DEQ official says organization still waiting on price to determine future of wind turbine at Bay City office
BAY CITY, MI – While officials from the Department of Environmental Quality know the cause of the malfunctioning turbine at the Bay City office, the cost of possible repairs and upgrades remains up in the air.
In May, Kevin King, chief of field operations facilities for the DEQ, said the Wind Turbine Technician Academy at Kalamazoo Valley Community College determined the cause of malfunction, a gearbox failure. The college, which has the same model turbine as the Bay City office, Entegrity EW 50, was performing upgrades on their machine, hoping to limit the wear and tear.
On Wednesday, King said the college has the upgrades working in the laboratory, but do not yet know how much it would cost to apply the changes to a machine.
“They’re approaching completion. Now it’s a matter of finding out what the cost is going to be,” King said.
He said the earliest he expects to know about possible costs is September.
“I can’t imagine them knowing the price for the next couple months,” King said. “They have to figure out what it’s going to cost, parts and supplies.”
The turbine was installed at the 401 Ketchum St. location in 2009 by Entegrity Wind Systems. Entegrity Wind Systems was declared bankrupt by a Canadian judge in October 2009, according to reports.
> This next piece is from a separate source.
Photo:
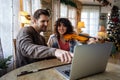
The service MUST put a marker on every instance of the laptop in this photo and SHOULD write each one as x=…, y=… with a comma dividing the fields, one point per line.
x=88, y=60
The original cost of the turbine, which stopped spinning in 2011, was $250,000.
In January, crews from Kent City-based Kent Power disassembled the tower. The DEQ’s contract with Kent Power to dismantle the tower is $19,475.
In March, King said the department has a few options, including repairing the machine, purchasing a new turbine or scrapping the tower. King said the department is also considering replacing the broken part with a stronger material, like steel, or converting the structure into a cell phone tower.